Barton Springs Mill is Leading a Texas Grain Renaissance

The smell of fresh stone-ground whole-grain flour is unmistakable. Like bread but raw. It’s a scent that carries the promise of pizza, pasta, cakes, dumplings, tortillas. It’s immediately recognizable, despite the fact that you’ve likely never smelled it before, unless you’ve visited a place like Barton Springs Mill.

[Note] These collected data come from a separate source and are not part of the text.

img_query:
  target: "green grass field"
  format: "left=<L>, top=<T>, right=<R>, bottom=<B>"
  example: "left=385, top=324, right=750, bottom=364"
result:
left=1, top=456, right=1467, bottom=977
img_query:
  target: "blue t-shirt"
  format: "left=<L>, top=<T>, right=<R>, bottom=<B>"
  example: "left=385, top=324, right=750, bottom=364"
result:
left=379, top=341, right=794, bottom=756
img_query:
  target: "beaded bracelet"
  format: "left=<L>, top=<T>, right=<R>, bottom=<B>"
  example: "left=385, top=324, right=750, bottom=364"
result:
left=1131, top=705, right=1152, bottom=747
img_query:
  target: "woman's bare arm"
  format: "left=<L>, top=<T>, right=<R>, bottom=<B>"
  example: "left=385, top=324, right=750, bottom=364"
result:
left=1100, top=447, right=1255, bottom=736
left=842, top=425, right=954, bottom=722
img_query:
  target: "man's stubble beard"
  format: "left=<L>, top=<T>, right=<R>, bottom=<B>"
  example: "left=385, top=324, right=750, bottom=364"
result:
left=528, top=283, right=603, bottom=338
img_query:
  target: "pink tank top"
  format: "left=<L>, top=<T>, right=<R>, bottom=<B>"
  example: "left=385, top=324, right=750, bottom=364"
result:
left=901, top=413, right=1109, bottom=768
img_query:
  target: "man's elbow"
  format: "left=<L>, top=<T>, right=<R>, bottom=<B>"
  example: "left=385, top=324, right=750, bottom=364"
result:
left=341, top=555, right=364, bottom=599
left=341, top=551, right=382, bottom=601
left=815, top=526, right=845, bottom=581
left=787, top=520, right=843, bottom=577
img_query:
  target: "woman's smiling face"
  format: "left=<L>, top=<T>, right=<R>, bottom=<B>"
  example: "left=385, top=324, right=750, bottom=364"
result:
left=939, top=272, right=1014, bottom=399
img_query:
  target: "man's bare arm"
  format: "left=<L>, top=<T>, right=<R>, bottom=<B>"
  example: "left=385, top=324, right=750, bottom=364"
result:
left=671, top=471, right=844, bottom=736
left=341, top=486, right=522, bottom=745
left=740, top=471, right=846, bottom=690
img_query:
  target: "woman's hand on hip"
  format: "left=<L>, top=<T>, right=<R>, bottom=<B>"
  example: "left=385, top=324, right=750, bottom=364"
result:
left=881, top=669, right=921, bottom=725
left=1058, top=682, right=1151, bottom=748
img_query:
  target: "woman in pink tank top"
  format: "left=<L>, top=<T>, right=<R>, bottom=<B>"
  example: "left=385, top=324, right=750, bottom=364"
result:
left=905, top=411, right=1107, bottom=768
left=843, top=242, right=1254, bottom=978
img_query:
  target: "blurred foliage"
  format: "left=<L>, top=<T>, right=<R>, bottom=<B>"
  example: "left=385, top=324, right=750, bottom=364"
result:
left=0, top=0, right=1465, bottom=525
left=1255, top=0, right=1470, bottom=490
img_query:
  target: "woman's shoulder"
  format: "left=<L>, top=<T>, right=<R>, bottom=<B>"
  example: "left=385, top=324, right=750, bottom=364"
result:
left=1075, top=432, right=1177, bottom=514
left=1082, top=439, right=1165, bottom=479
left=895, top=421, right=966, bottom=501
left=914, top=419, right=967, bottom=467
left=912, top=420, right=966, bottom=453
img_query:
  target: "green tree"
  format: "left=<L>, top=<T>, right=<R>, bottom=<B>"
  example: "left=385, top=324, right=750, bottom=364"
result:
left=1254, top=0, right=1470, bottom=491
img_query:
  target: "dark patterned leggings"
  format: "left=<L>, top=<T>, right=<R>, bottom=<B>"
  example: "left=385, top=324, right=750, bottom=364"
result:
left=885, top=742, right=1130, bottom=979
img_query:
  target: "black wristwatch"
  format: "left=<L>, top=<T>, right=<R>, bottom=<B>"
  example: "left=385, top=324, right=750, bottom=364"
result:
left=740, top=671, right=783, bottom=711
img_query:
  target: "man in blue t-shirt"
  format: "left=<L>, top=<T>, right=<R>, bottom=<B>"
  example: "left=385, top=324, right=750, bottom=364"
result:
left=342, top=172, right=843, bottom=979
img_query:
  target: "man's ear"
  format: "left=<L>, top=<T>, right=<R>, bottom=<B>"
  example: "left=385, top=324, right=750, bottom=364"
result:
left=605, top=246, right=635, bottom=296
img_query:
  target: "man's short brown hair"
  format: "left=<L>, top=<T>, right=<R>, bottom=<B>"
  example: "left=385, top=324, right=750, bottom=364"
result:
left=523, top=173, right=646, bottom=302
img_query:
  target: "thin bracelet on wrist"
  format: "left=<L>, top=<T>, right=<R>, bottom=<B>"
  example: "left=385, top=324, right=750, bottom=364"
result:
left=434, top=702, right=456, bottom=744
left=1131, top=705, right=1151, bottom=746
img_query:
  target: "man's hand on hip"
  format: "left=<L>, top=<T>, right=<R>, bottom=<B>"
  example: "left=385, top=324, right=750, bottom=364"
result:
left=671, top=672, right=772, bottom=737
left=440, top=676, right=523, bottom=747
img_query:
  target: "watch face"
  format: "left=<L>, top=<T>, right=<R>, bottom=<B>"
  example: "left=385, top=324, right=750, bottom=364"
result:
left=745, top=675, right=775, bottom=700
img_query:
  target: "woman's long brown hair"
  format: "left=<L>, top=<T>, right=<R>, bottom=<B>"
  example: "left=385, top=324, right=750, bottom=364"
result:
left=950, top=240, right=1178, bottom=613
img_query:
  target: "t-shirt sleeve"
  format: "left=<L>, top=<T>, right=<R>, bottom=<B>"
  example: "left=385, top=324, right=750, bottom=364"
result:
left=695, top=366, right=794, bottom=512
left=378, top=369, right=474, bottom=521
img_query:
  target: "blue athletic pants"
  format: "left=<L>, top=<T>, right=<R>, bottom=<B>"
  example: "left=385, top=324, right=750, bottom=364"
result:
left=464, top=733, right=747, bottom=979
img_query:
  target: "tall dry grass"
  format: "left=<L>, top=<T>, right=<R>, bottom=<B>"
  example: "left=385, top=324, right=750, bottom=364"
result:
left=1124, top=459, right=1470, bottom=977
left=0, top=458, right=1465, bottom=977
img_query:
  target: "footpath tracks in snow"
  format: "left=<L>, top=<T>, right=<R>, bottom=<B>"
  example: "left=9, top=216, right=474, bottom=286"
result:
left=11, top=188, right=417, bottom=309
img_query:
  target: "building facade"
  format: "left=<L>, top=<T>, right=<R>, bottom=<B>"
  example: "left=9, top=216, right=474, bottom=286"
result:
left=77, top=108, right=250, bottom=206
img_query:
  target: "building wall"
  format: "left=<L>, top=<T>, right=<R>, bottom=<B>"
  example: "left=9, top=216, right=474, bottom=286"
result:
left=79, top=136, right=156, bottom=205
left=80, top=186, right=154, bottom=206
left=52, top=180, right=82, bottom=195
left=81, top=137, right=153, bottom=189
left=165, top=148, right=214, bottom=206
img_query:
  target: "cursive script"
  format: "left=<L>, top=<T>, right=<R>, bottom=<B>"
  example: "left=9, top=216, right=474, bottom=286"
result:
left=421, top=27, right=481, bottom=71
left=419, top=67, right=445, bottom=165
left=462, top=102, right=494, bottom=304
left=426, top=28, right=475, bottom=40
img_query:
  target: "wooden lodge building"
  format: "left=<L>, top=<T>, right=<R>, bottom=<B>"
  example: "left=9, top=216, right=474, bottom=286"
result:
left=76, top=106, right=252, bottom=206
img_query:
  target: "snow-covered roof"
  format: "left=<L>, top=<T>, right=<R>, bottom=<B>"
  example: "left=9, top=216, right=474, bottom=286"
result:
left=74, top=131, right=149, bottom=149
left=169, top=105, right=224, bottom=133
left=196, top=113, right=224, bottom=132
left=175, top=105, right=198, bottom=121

The Hill Country’s first new mill in more than a century, Barton Springs opened in 2017 in a five-thousand-square-foot building on Frog Pond Lane, in Dripping Springs. The warehouse sits in a small industrial park with identical buildings, but only one contains hulking machines that include a 1930s Clipper seed cleaner, an imported Austrian Osttiroler mill bearing two 1,500-pound millstones, and a hammer mill that breaks down grains for brewing and distilling. Surrounding the equipment are dozens of one-ton vacuum-sealed bags full of heirloom grains as well as chest freezers packed with seeds to grow long-forgotten varieties of corn and wheat. There’s a makeshift area for baking classes, and a tiny retail space offers brown paper sacks of whole grains for sale. In the middle of it all, sporting a big, bushy beard and brown Carhartt overalls like an organic farming Santa Claus, is owner and miller James Brown.